No queda claro quién se lleva los mayores réditos con este tipo de sistema de numerosas ventanillas. Lo que sí queda claro es quién pierde. Pierden aquellos que con seriedad asumen su profesión, pierde la música como patrimonio colectivo, como vehículo de conocimiento, como factor de identidad, como esencia de nuestra alegría. Pierde, al fin de cuentas, la credibilidad de un festival que en el bien y en el mal, a lo largo de su historia, ha sido el reflejo del país que lo cobijaba.
Pierde el público, también, aunque desde la Comisión repliquen que en esta edición se vendieron más entradas que en la anterior. Es decir, según esa lectura de los números, al público le gustaría este modelo de festival. Otro dato que explica tanta pobreza conceptual.
La grosera expulsión de Juan Falú y Liliana Herrero por criticar al festival desde el escenario fue, en cierto modo, el gesto extremo de quien sabe que está haciendo las cosas mal, pero no quiere escucharlo decir.

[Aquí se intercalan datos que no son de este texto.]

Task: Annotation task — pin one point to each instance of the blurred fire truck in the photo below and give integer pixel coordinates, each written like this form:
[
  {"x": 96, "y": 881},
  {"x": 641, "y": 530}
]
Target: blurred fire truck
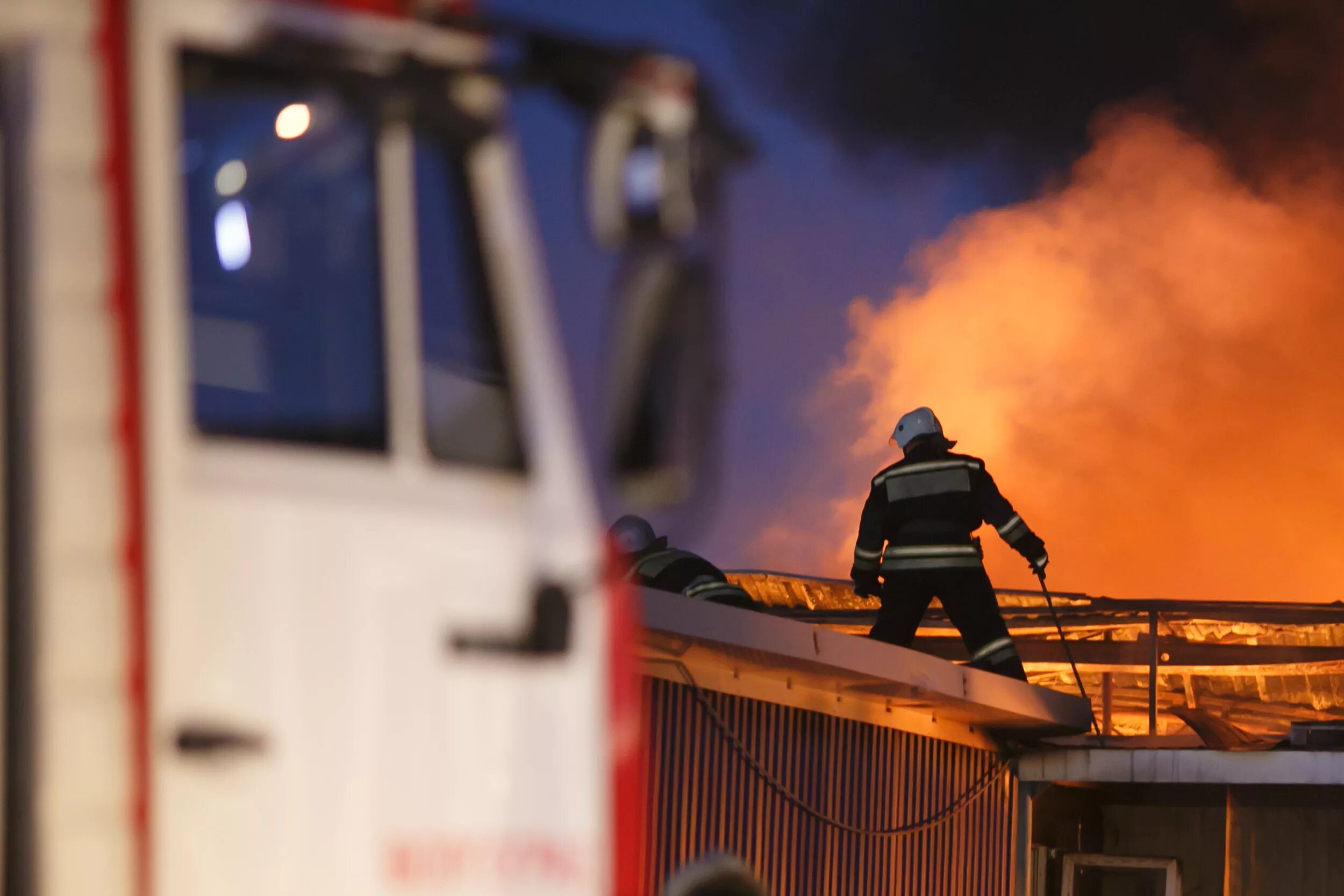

Y menos por «otros».
Con muchos interrogantes y las peores certezas, Cosquín llegó en esta edición al fondo de su condición. Y deberá refundarse. O resignarse a un destino menor, atrapado en sus cambiantes posibilidades de promover negocios ajenos.
Acaso llegó el momento de dejar de pensar que Cosquín es sólo plaza Próspero Molina con sus luces, sus artistas, recomendados o recomendables, y el magnetismo de la televisión. Cosquín es, desde siempre, mucho más: una ciudad en pie de festival, que cobija miles de cantores, poetas y bailarines que hacen de la calle su escenario. Y una serie de eventos en torno a la poesía, el cine, la antropología o la simple reflexión, sí definen al festival en su diversidad.
No es el caso de pedir a Cosquín que sea quintaesencia del espíritu nacional o ese tipo de cosas. Ningún festival sería capaz de llegar a tanto. Pero sí, por su historia y su condición, Cosquín es un hecho cultural de vital importancia. Por eso debería reivindicarse como punto de encuentro de las diversidades culturales, étnicas, sociales e ideológicas que nos definen como país. Como la posibilidad poético musical de lo que pensamos y sentimos, todos y cada uno.
¿Suena romántico? Bien, con ideas románticas un grupo de ciudadanos fundó este festival que ahora, 54 años después, es necesario salvar de la mediocridad y de la codicia.